For the first time, researchers observed a fox fishing for food. After seeing the red fox, they joined the group of land mammals that also hunt for fish.
A male red fox was seen fishing in Spain in March 2016. The researchers that captured the moment were Jorge Tobajas and Fransisco Diaz. The fox raised many questions for researchers, such as, are there other foxes that know or have learned to fish by watching other foxes?
When Jorge and Francisco were watching the red fox by the reservoir’s shore, it suddenly went nose first into the water and came out with a large carp. This canid hunted one carp after another and eventually caught ten after a few hours. While hunting, the fox made no mistakes and hid most of his catch but shared carps with a female fox.

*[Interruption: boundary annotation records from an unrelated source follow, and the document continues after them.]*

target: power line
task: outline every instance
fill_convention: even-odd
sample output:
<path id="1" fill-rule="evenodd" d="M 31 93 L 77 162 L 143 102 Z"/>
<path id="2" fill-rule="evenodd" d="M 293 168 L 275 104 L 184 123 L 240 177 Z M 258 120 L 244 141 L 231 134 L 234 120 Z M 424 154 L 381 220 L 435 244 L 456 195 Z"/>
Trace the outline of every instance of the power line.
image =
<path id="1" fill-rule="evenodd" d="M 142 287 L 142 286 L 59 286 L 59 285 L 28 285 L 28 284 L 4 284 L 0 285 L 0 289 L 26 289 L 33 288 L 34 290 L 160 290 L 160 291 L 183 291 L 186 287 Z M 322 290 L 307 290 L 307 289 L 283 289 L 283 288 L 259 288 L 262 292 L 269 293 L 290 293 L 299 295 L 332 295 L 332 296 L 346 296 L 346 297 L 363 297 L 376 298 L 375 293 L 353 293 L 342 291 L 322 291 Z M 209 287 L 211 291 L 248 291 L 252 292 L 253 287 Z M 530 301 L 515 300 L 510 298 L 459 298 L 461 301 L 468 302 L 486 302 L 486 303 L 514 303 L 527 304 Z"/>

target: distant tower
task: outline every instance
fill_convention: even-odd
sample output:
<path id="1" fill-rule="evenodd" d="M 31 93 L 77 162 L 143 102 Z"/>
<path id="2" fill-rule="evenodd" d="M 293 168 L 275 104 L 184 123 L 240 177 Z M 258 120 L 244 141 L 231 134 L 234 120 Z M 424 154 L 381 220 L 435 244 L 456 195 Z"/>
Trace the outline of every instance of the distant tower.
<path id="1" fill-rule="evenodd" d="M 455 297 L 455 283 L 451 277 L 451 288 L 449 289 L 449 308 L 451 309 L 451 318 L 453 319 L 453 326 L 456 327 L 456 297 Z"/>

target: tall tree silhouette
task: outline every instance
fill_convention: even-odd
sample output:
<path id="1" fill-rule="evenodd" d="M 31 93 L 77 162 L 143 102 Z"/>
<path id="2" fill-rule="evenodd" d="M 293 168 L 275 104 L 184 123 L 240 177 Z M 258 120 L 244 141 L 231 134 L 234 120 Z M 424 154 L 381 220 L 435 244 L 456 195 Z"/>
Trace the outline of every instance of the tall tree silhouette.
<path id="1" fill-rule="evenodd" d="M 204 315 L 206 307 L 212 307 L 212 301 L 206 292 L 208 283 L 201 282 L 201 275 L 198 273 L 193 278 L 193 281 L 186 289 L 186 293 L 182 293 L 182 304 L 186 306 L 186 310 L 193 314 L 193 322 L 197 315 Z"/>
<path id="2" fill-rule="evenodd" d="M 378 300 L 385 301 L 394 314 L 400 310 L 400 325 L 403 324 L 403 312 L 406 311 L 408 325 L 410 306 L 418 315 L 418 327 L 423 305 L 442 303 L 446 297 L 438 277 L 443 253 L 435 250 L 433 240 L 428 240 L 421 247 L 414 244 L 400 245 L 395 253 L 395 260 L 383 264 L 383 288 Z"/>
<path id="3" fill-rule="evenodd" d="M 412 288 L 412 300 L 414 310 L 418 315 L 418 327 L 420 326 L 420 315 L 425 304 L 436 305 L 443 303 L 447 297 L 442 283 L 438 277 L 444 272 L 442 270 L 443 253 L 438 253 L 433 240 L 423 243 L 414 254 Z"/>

The fox was peculiar from others because it did not run when it saw Jorge and Francisco. This is atypical behavior as foxes usually runs away when they encounter humans or predators. When this happened, it confused Jorge and Francisco which led them to follow and observe the fox.
Before the fox was seen fishing, there were already fish remains seen in the scat of the fox. With this information alone, it was hard to say whether the fox hunted or if it was simply eating a dead fish.
Two canid species living in separate areas opens the idea of this behavior being more common than previously thought. Now that fox hunt, they join wolves as the only canids known to hunt for fish. Wolves that live in the Pacific coast of North America and in Minnesota are the most frequent wolves to hunt for carps.
This recent discovery of foxes fishing is an example of how much humans do not know about the natural world, including researchers who study them. “We have been studying this species for years, but we never expected something like this,” Jorge said. This is an example of how much more there is to discover about nature and the creatures living in this world.